Divisadero and the canyon rim
- Travel time: roughly one to one and a half hours each way by van, or a scenic leg on the Chepe train.
- What you do: stand at the rim where the Copper Canyon system opens up in front of you, ride the gondola across the gorge or the long zipline circuit at the Parque de Aventura, and buy gorditas and crafts from the Rarámuri women set up at the overlook. Allow most of a day.
- Worth it? Yes, the essential one. This is where the canyons actually reveal themselves. If you make only one trip from Creel, make it this.
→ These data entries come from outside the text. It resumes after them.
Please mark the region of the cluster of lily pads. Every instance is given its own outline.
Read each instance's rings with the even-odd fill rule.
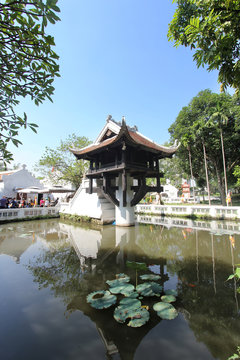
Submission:
[[[139,263],[141,264],[141,263]],[[178,315],[177,310],[171,304],[176,301],[176,290],[166,290],[162,294],[162,286],[157,283],[159,275],[144,274],[140,279],[145,282],[136,285],[129,283],[130,277],[126,274],[117,274],[116,279],[107,280],[109,290],[94,291],[87,295],[87,302],[95,309],[106,309],[117,303],[116,295],[124,295],[114,310],[113,317],[119,323],[125,323],[131,327],[140,327],[150,318],[149,307],[141,303],[143,297],[159,297],[161,301],[153,305],[153,310],[161,319],[172,320]]]

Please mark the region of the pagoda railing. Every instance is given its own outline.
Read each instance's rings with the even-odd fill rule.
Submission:
[[[157,167],[150,166],[150,164],[142,164],[140,162],[126,161],[124,166],[121,161],[117,161],[117,162],[99,164],[98,166],[92,167],[92,169],[89,168],[87,173],[92,174],[95,172],[99,172],[101,169],[116,169],[116,168],[146,169],[146,170],[157,171]]]

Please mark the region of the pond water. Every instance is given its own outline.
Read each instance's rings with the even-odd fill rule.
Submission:
[[[135,227],[80,226],[59,219],[0,227],[0,359],[226,360],[240,345],[238,223],[141,217]],[[136,271],[127,261],[142,262]],[[117,323],[114,307],[96,310],[86,296],[125,273],[160,274],[178,292],[178,316]],[[136,276],[137,275],[137,276]]]

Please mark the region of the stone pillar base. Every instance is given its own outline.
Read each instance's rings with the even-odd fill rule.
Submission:
[[[117,226],[135,225],[134,206],[130,206],[130,201],[133,197],[133,191],[131,190],[131,186],[132,186],[132,178],[128,175],[127,193],[126,193],[127,206],[123,206],[122,177],[121,175],[119,176],[118,190],[117,190],[117,198],[119,200],[119,206],[115,206],[115,220]]]

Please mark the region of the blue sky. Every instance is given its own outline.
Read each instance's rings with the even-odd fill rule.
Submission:
[[[53,103],[22,101],[38,134],[20,133],[23,146],[11,147],[14,163],[32,170],[46,146],[72,133],[95,140],[108,114],[159,144],[179,111],[203,89],[219,92],[217,73],[197,69],[193,53],[167,40],[172,0],[59,0],[61,22],[55,37],[61,78]]]

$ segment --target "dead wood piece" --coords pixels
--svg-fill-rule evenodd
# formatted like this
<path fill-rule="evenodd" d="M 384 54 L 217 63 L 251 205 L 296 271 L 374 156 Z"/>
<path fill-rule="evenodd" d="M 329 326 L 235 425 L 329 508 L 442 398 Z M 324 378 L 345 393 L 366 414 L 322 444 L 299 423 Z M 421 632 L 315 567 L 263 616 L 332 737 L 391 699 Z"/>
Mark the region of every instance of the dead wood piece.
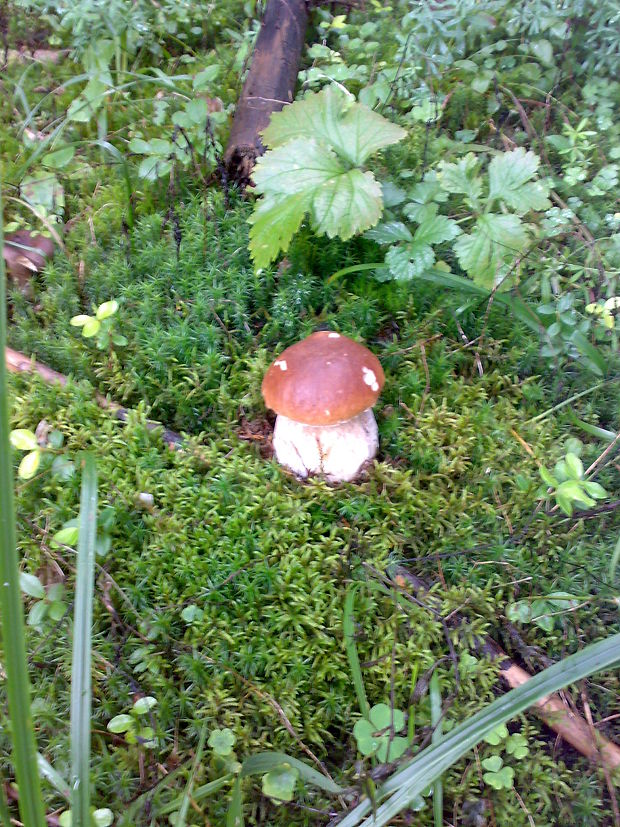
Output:
<path fill-rule="evenodd" d="M 224 162 L 230 178 L 245 186 L 265 148 L 260 132 L 293 100 L 308 25 L 306 0 L 269 0 L 261 25 Z"/>
<path fill-rule="evenodd" d="M 435 603 L 434 595 L 429 594 L 428 585 L 415 574 L 402 566 L 397 567 L 395 583 L 402 587 L 409 586 L 418 597 Z M 454 615 L 452 623 L 458 626 L 462 617 Z M 495 660 L 501 659 L 500 678 L 511 688 L 527 683 L 532 678 L 529 672 L 516 664 L 491 637 L 479 642 L 478 650 Z M 613 741 L 594 731 L 584 718 L 572 710 L 560 695 L 546 695 L 536 702 L 533 711 L 554 732 L 573 746 L 578 752 L 595 763 L 602 764 L 607 770 L 620 768 L 620 747 Z"/>
<path fill-rule="evenodd" d="M 54 255 L 54 242 L 47 236 L 30 230 L 16 230 L 4 236 L 2 257 L 8 275 L 22 292 L 29 292 L 30 280 Z"/>
<path fill-rule="evenodd" d="M 10 373 L 36 373 L 51 385 L 66 385 L 68 382 L 67 377 L 62 373 L 52 370 L 52 368 L 49 368 L 42 362 L 36 362 L 34 359 L 31 359 L 25 354 L 19 353 L 17 350 L 12 350 L 10 347 L 6 348 L 6 366 Z M 113 402 L 100 393 L 95 394 L 95 399 L 101 408 L 105 408 L 110 411 L 116 419 L 121 422 L 127 422 L 127 418 L 130 414 L 130 411 L 127 408 L 123 408 L 121 405 Z M 162 438 L 170 448 L 178 448 L 183 442 L 183 437 L 180 434 L 177 434 L 175 431 L 170 431 L 168 428 L 163 428 L 159 422 L 149 421 L 146 423 L 146 427 L 149 431 L 162 428 Z"/>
Lake Arareko and the rock valleys
- Travel time: 15 to 40 minutes; all of it links into one loop.
- What you do: walk the shore of the S-shaped Lake Arareko, scramble the wind-carved formations at the Valle de los Hongos and Valle de las Ranas, and visit the San Ignacio Arareko mission and its small Rarámuri community. A relaxed half day.
- Worth it? Yes, and low effort. Best by rented bike on a clear day, which is the most enjoyable way to do it.
Cusárare waterfall
- Travel time: around 30 to 40 minutes plus a short forest walk in.
- What you do: hike to the roughly 30-meter fall, then stop at the Loyola museum nearby for its colonial religious paintings and Rarámuri crafts.
- Worth it? In the green or rainy season, yes, when the fall runs hard. In dry spring it thins to a trickle, so treat it as part of a loop rather than the goal.
Recohuata hot springs
- Travel time: about an hour by rough dirt road, then a steep hike down to the pools and back up.
- What you do: soak in the thermal pools in the canyon of the Río San Ignacio, then earn your way back out.
- Worth it? If you’re fit and the weather’s good, the soak pays off. Skip it in bad conditions when the track and descent turn treacherous.
Basaseachi falls
- Travel time: a very long day, several hours each way.
- What you do: see Mexico’s tallest waterfall, dropping around 246 meters in the Basaseachic Falls National Park.
- Worth it? Skip it from Creel. It’s genuinely impressive, but it’s far better reached from a base nearer the park, and as a day trip from Creel it eats a whole exhausting day of driving for a short look. Only go if you’re set on it.